Mike Mendonça, Wellington Chief Resilience Officer, said: “As a modern city, Wellington needs to be prepared to survive, adapt and grow in the face of challenges. I always say that resilience is more than simply having a civil defence kit and strong buildings, because those things should be a given. The strategy, with its comprehensive approach to resilience building, will enable our city to go beyond that, and grow stronger and smarter in dealing with shocks and stresses. This strategy outlines a vision for Wellington to face any future, while taking into account the needs of our community – ensuring that every citizen has a place and voice in our city.”
Andrew Salkin, Chief Operating Officer for 100 Resilient Cities said: “This strategy takes a clear-eyed look at Wellington’s future and plans for it by putting people first. Its focus on inclusive decision making and concrete steps for implementation empowers citizens and gives communities the tools to thrive and develop effectively. Wellington is leading by example and is a global model of how cities can be forward-looking and embrace adaptability in development.”

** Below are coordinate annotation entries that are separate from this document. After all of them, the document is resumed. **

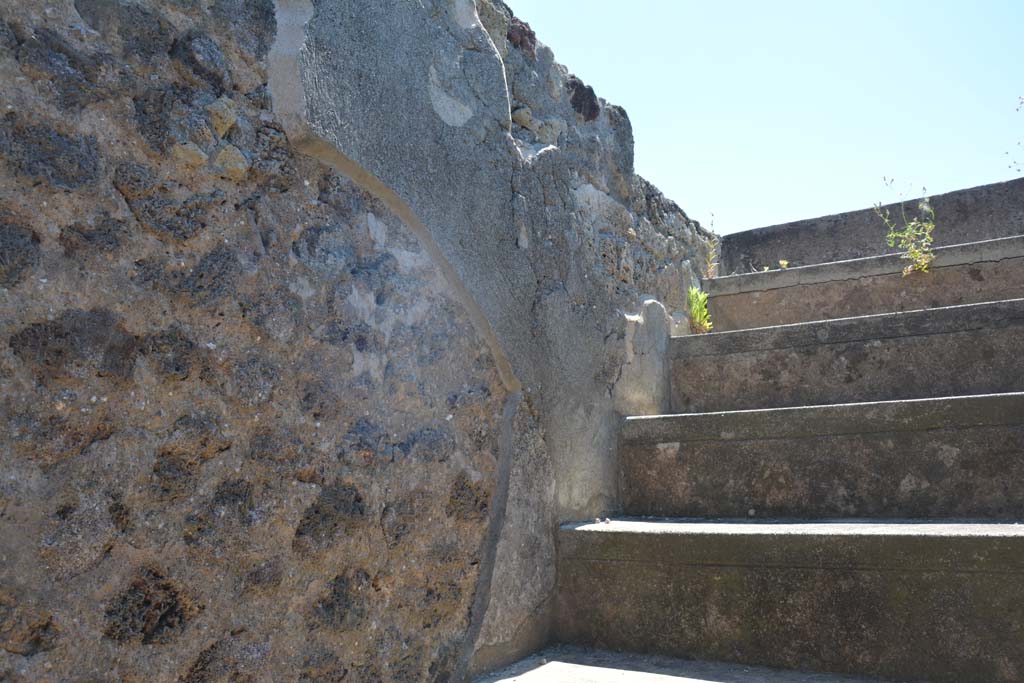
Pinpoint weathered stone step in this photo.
[556,519,1024,683]
[705,236,1024,332]
[618,393,1024,519]
[670,299,1024,413]
[719,178,1024,274]
[476,645,892,683]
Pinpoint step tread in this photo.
[622,392,1024,442]
[476,646,879,683]
[705,234,1024,297]
[670,299,1024,358]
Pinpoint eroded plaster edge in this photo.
[267,0,523,683]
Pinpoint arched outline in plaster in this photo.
[267,0,523,682]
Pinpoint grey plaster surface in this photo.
[269,0,708,669]
[477,645,892,683]
[720,178,1024,274]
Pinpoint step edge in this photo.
[705,234,1024,300]
[620,392,1024,444]
[669,298,1024,360]
[558,517,1024,575]
[559,515,1024,540]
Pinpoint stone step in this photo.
[719,178,1024,274]
[556,519,1024,683]
[476,645,892,683]
[705,236,1024,332]
[669,299,1024,413]
[618,393,1024,519]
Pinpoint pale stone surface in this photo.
[477,646,879,683]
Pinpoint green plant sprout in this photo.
[686,287,714,335]
[705,233,719,280]
[874,184,935,278]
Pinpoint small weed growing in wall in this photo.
[705,233,720,280]
[686,287,714,335]
[874,184,935,278]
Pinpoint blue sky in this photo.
[507,0,1024,233]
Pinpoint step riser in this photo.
[557,532,1024,683]
[670,300,1024,413]
[620,415,1024,519]
[709,253,1024,332]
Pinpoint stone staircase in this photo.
[488,192,1024,683]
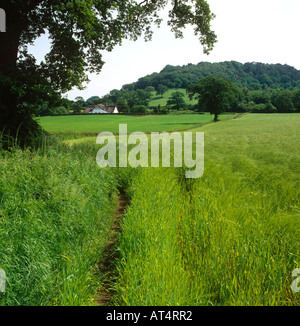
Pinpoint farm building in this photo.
[84,104,119,114]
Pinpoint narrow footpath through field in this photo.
[95,190,128,306]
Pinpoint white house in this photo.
[84,104,119,114]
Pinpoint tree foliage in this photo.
[187,76,239,121]
[123,61,300,90]
[0,0,216,146]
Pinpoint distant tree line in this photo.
[123,61,300,90]
[36,61,300,116]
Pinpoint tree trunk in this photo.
[0,11,21,136]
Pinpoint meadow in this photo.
[0,114,300,306]
[39,114,234,133]
[115,114,300,306]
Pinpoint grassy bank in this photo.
[0,145,117,306]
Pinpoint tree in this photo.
[0,0,216,147]
[156,84,168,97]
[187,76,239,121]
[167,91,186,111]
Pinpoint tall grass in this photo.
[0,146,117,306]
[115,115,300,305]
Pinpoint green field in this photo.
[0,114,300,306]
[39,114,235,134]
[149,88,198,106]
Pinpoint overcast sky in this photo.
[30,0,300,100]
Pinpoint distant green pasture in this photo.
[39,114,234,133]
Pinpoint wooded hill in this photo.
[122,61,300,90]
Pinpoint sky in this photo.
[29,0,300,100]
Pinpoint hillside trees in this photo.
[124,61,300,90]
[0,0,216,145]
[187,76,239,121]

Resilient Wellington focuses on three interconnected areas for action, each with its own goals, initiatives and projects to strengthen the city and its communities:
People are connected, empowered and feel part of a community: focuses on community and household based resilience and features initiatives to reduce homelessness, develop disaster risk management plans for heritage areas and improve business continuity planning.
Decision making at all levels is integrated and well informed: focuses on governance and utilizing information to inform future and risk planning and features initiatives to introduce regulatory tools for resilience, encourage climate adaptation actions and undertake recovery planning for the region to respond to future disruption
Our homes and natural and built environments are healthy and robust: focuses focuses on the city’s vital infrastructure and includes initiatives to help make homes safe warm and dry, improve water systems and support the widespread adoption of electronic vehicles
As a member of the 100RC Network, Wellington has access to services, tools, and expertise from the 100RC Platform of Partners, comprised of leading private, public, academic, government, and NGO sector leaders, including SwissRe, Akzo Nobel, CSIRO, the World Bank, and the World Resources Institute. 100RC Platform Partners assist member cities with tools and services that facilitate the planning and implementation of their strategy process. Wellington will be able to tap into the tools and services on the Platform, which are currently valued at over US$250 million, in order to support the implementation of the Resilient Wellington strategy.